Sanitizing strings to make them URL and filename safe?
Solution 1
Some observations on your solution:
- 'u' at the end of your pattern means that the pattern, and not the text it's matching will be interpreted as UTF-8 (I presume you assumed the latter?).
- \w matches the underscore character. You specifically include it for files which leads to the assumption that you don't want them in URLs, but in the code you have URLs will be permitted to include an underscore.
- The inclusion of "foreign UTF-8" seems to be locale-dependent. It's not clear whether this is the locale of the server or client. From the PHP docs:
A "word" character is any letter or digit or the underscore character, that is, any character which can be part of a Perl "word". The definition of letters and digits is controlled by PCRE's character tables, and may vary if locale-specific matching is taking place. For example, in the "fr" (French) locale, some character codes greater than 128 are used for accented letters, and these are matched by \w.
Creating the slug
You probably shouldn't include accented etc. characters in your post slug since, technically, they should be percent encoded (per URL encoding rules) so you'll have ugly looking URLs.
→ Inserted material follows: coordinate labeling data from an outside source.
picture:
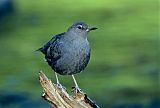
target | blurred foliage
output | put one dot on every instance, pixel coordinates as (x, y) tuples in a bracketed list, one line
[(124, 66)]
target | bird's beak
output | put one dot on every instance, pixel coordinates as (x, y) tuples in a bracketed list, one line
[(90, 29)]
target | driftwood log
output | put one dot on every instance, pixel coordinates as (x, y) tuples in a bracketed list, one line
[(59, 98)]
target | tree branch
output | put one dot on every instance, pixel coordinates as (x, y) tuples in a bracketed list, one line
[(58, 97)]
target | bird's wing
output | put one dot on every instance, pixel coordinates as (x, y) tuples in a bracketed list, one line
[(50, 49)]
So, if I were you, after lowercasing, I'd convert any 'special' characters to their equivalent (e.g. é -> e) and replace non [a-z] characters with '-', limiting to runs of a single '-' as you've done. There's an implementation of converting special characters here: https://web.archive.org/web/20130208144021/http://neo22s.com/slug
Sanitization in general
OWASP have a PHP implementation of their Enterprise Security API which among other things includes methods for safe encoding and decoding input and output in your application.
The Encoder interface provides:
canonicalize (string $input, [bool $strict = true])
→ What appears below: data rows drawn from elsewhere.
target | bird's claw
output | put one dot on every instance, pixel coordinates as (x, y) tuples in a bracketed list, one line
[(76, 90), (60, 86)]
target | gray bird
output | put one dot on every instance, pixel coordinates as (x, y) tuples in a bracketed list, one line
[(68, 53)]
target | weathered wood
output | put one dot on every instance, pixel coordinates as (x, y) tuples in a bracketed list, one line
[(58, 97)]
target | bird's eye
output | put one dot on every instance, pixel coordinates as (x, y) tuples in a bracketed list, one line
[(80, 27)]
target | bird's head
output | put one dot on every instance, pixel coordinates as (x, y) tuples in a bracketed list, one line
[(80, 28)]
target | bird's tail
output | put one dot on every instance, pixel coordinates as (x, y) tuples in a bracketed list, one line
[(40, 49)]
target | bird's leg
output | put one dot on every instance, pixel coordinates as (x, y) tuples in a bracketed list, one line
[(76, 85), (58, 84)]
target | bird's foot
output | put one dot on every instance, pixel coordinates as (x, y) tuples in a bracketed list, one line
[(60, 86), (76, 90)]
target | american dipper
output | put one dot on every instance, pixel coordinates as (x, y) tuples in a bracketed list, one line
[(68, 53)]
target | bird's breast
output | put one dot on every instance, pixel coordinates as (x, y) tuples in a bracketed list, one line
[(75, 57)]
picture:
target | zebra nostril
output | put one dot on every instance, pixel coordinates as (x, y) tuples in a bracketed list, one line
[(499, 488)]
decodeFromBase64 (string $input)
decodeFromURL (string $input)
encodeForBase64 (string $input, [bool $wrap = false])
encodeForCSS (string $input)
encodeForHTML (string $input)
encodeForHTMLAttribute (string $input)
encodeForJavaScript (string $input)
encodeForOS (Codec $codec, string $input)
encodeForSQL (Codec $codec, string $input)
encodeForURL (string $input)
encodeForVBScript (string $input)
encodeForXML (string $input)
encodeForXMLAttribute (string $input)
encodeForXPath (string $input)
https://github.com/OWASP/PHP-ESAPI https://www.owasp.org/index.php/Category:OWASP_Enterprise_Security_API
Solution 2
I found this larger function in the Chyrp code:
/**
* Function: sanitize
* Returns a sanitized string, typically for URLs.
*
* Parameters:
* $string - The string to sanitize.
* $force_lowercase - Force the string to lowercase?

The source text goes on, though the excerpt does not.